Schüler

Finnland - Das Land der tausend Seen

Letzte Runde unseres Finnland-Austauschs 2015/2016: Vom 11. bis zum 23. März waren die deutschen Austauschschüler zu ihren finnischen Gastgeschwistern nach Kokkola/Karleby geflogen. Kokkola ist hierbei der finnische Name der Stadt, Karleby heißt sie bei den dort ansässigen Schweden.
Zwischen dem Svenska Gymnasium Kokkola, einem schwedischen Gymnasium, und unserer Schule findet alle zwei Jahre ein Schüleraustausch statt.

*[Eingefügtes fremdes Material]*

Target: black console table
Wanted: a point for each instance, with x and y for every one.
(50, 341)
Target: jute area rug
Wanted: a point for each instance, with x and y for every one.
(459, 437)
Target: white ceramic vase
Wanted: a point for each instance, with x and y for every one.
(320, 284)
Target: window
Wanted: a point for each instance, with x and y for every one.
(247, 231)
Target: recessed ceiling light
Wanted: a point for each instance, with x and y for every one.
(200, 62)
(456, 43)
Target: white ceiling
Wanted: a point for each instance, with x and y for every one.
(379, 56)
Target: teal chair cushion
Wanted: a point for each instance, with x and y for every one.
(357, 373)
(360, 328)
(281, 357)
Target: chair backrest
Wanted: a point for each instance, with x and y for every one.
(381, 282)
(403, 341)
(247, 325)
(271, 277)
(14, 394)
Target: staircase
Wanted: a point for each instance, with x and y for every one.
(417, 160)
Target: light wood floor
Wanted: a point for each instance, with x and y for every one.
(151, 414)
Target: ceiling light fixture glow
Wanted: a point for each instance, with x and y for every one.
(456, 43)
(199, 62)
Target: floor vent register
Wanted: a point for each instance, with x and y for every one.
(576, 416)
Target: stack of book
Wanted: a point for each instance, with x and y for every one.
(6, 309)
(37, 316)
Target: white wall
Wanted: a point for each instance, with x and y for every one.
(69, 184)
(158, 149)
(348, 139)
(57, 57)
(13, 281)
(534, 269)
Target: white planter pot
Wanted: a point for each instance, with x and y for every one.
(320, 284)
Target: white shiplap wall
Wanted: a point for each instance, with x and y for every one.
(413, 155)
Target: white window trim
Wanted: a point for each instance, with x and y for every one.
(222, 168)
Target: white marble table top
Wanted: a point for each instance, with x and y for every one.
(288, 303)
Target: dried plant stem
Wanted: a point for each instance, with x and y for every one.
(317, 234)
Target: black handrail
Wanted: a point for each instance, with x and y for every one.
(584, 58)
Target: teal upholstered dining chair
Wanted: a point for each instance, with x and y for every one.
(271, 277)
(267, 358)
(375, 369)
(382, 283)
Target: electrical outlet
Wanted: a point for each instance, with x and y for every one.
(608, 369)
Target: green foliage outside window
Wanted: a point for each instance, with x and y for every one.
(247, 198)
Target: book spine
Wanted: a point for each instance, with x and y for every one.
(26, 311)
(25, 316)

Jonas Ohlrogge, Carolin Zunker und Annika Kuchenbecker aus den 10. Klassen, Chiara Mauch, Sophie Fertyk, Isabel Faust und Ria Tiede aus den 11. sowie Herr Schmidt hatten einen unglaublichen Aufenthalt und berichten jetzt über das Abenteuer, das sie im Norden Europas erlebten.


Was habt ihr alles erlebt in Finnland? Was ist besonders unterschiedlich im Vergleich zu Deutsch¬land? Wie waren die Praktika ohne irgendwelche Kenntnisse der Sprache in diesem Land? Wie waren die Gastfamilien der finnischen „Geschwister“? – Fragen, die nach so einer erlebnisvollen Reise natürlich nicht ausbleiben!
Verständigen konnten sich die Schüler super auf Englisch, aber auch Deutsch wurde ab und an in den Familien gesprochen. Alle waren in schwedischen Familien untergrebracht. Schweden in Finnland? Ja! Früher kamen Schweden über das Meer nach Finnland und siedelten sich an der Küste an. Heute sind 6% der Einwohner Finnlands Schweden und 3% Russen. Deswegen spricht ein Teil Schwedisch. Viele Leute lernen aber auch Deutsch als Fremdsprache, deshalb konnte man es auch notfalls mit der Muttersprache versuchen!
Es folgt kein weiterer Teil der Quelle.